Quantitative cost‑effectiveness index of cancer treatments
- Authors:
- Published online on: March 8, 2023 https://doi.org/10.3892/mi.2023.77
- Article Number: 17
-
Copyright: © Wu et al. This is an open access article distributed under the terms of Creative Commons Attribution License.
Abstract
Introduction
Innovative interventions in cancer treatment may improve the survival rate of patients; however, such improvements may bear a substantial economic cost (1). Thus far, the evaluation of cancer therapeutic efficacy is only dependent on medical indicators (2-5). In some cases, the high-cost treatment may reach the same goal as the low-cost regimen. The assessment of treatment efficacy is mainly based on the opinions of the medical doctors. However, there are numerous subjective and objective factors affecting the judgement of experts; thus, the current assessment criteria are not comprehensive and objective, and are perhaps against the principles of fairness and impartiality. Therefore, it is necessary to comprehensively and objectively assess the quality of cancer care as the concept of value must be incorporated into cancer care (6).
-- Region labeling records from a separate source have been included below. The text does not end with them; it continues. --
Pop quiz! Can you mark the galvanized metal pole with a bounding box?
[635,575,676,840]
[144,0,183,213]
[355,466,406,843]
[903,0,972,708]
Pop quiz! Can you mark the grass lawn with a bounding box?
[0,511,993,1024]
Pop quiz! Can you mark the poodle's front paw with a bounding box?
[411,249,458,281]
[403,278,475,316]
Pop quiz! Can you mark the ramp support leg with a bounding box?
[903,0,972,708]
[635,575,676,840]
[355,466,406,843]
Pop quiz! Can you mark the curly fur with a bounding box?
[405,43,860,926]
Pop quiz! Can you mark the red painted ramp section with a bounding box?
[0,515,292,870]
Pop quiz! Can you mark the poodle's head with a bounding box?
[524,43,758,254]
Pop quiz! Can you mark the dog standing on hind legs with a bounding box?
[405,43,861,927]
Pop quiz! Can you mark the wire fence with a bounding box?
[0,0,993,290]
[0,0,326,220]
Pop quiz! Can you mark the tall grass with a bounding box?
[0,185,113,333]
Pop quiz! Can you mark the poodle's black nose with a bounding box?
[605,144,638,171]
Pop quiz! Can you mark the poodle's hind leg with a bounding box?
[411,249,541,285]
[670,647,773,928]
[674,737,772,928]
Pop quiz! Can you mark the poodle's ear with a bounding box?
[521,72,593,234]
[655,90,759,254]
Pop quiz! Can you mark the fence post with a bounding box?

The present study designed a quantitative cost-effectiveness index (QCEI) of cancer treatments, which may be a more objective and impartial indicator to assess the effectiveness of available options for malignancies.
Patients and methods
Hospitalization expense index (HEI)
Though hospitalization expense is frequently discussed by various researchers (7,8), there is no a specific index to assess it. The HEI, a novel economic index which can be used to evaluate the efficacy of malignancy treatment, was calculated as follows: HEI=individual expense in the first year/average expense of all patients in the first year (hospital expense). As regards the total hospitalization expense index (THEI) of cooperative hospitals, it can be calculated using following formula: THEI=individual hospital HEI in the first year/average hospital HEI in the first year. The larger value of the index indicates a better economic value with a mean value of 1.0.
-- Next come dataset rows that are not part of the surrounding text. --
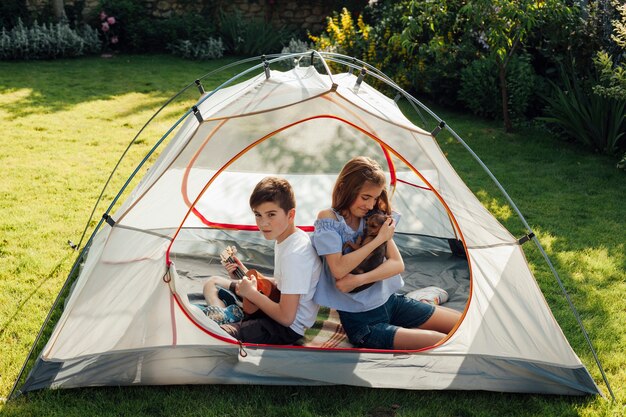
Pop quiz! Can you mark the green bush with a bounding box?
[0,0,30,28]
[167,38,224,60]
[458,55,539,120]
[97,0,216,52]
[0,19,100,60]
[219,11,292,56]
[539,73,626,155]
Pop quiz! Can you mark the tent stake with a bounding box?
[261,55,270,80]
[191,106,204,123]
[195,80,206,95]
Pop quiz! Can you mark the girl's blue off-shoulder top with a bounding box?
[311,211,404,313]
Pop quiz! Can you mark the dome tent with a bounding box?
[11,52,599,394]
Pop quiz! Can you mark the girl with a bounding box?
[312,156,461,350]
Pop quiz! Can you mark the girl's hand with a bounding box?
[376,217,396,244]
[335,274,361,292]
[237,275,257,298]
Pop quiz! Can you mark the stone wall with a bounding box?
[26,0,346,33]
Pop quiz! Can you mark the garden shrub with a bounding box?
[458,55,540,120]
[0,0,30,28]
[167,38,224,60]
[540,72,626,155]
[218,11,293,56]
[0,19,100,60]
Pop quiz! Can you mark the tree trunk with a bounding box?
[51,0,67,22]
[498,62,513,133]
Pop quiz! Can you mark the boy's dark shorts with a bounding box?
[222,316,302,345]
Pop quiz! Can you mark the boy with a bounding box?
[214,177,322,345]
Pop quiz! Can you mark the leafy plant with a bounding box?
[460,0,572,132]
[0,19,100,60]
[167,38,224,60]
[219,11,290,56]
[458,55,539,120]
[539,73,626,155]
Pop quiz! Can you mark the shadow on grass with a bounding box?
[434,111,626,395]
[0,55,243,118]
[0,385,604,417]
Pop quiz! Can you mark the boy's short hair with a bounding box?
[250,177,296,213]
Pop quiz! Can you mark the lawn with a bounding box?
[0,55,626,417]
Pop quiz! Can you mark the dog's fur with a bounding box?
[343,212,389,274]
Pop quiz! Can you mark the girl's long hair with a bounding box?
[332,156,391,214]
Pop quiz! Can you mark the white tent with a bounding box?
[13,53,600,394]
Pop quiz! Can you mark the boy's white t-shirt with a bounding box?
[274,229,322,335]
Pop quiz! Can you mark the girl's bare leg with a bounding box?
[393,327,446,350]
[419,306,461,334]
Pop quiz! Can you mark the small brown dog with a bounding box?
[343,212,390,293]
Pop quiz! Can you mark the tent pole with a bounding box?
[312,53,615,401]
[532,236,615,401]
[445,124,615,401]
[7,219,104,400]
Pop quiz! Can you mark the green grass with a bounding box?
[0,56,626,417]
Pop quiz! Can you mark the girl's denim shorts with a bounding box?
[339,294,435,349]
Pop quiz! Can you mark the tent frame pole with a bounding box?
[8,50,615,401]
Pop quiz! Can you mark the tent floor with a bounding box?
[174,244,469,348]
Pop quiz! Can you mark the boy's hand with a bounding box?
[223,255,246,279]
[335,274,361,293]
[237,275,257,298]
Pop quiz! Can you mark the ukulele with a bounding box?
[220,246,280,314]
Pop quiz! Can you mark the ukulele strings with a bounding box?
[227,256,246,279]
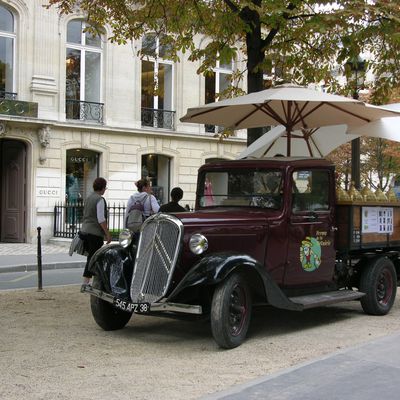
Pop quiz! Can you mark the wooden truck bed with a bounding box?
[336,202,400,252]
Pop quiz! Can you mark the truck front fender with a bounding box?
[168,253,302,311]
[89,244,136,300]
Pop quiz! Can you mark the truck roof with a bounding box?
[200,156,334,170]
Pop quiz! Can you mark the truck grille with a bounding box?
[131,214,183,303]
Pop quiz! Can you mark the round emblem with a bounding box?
[300,236,321,272]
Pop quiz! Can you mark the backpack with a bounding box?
[126,196,149,233]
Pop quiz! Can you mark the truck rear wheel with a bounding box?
[360,257,397,315]
[211,273,252,349]
[90,276,132,331]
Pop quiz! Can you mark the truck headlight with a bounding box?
[189,233,208,255]
[118,229,132,247]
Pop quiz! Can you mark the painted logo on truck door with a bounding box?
[300,236,321,272]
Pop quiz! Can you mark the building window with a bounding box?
[205,60,233,133]
[0,5,16,99]
[142,34,175,129]
[65,149,99,203]
[65,20,103,123]
[142,154,171,204]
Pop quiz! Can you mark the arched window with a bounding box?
[65,19,103,122]
[0,5,17,99]
[142,33,175,129]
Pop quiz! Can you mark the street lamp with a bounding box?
[345,56,365,190]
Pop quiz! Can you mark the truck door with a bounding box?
[284,168,335,288]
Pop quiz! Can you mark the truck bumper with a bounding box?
[81,284,203,315]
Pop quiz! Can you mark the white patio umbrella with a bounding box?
[181,85,400,156]
[348,103,400,142]
[237,125,360,159]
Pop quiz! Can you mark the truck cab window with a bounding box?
[292,170,329,213]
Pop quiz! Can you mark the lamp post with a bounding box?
[345,56,365,190]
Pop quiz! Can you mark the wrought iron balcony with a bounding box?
[0,90,38,118]
[65,100,104,124]
[142,107,175,130]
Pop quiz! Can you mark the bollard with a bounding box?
[37,226,43,291]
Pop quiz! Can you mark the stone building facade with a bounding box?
[0,0,246,243]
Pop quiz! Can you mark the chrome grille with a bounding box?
[131,214,183,303]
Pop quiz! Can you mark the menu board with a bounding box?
[361,207,393,233]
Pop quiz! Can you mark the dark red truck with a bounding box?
[82,157,400,348]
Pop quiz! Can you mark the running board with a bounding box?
[289,290,365,310]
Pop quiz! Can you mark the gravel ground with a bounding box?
[0,286,400,400]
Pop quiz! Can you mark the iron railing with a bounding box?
[0,90,18,100]
[53,201,125,240]
[142,107,175,130]
[65,100,104,124]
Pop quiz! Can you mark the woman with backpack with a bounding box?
[125,179,160,232]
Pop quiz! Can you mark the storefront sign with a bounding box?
[36,188,60,197]
[69,156,92,163]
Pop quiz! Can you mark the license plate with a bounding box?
[114,299,150,314]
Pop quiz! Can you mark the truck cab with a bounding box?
[82,157,400,348]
Efficacy evaluation index (EEI)
The EEI is an index to evaluate the curative effects on malignancies (9,10) and was calculated using the following formula: EEI=(individual survival time within three or five year)/(average survival time of all patients with the same disease from a center or hospital within three year or five year). As such, the EEI for cooperative hospitals was calculated as follows: EEI=(average survival time of patients from a hospital within three year or five year)/(mean survival time of hospitals within three year or five year). A higher EEI demonstrates a better curative effect with an average value of 1.0. This is the relative ratio, which should also include the number of cases and consider the ratio of the survival to the number of cases. The following example is 4.265:25 of EEI (the international reference value is 3.845: large sample).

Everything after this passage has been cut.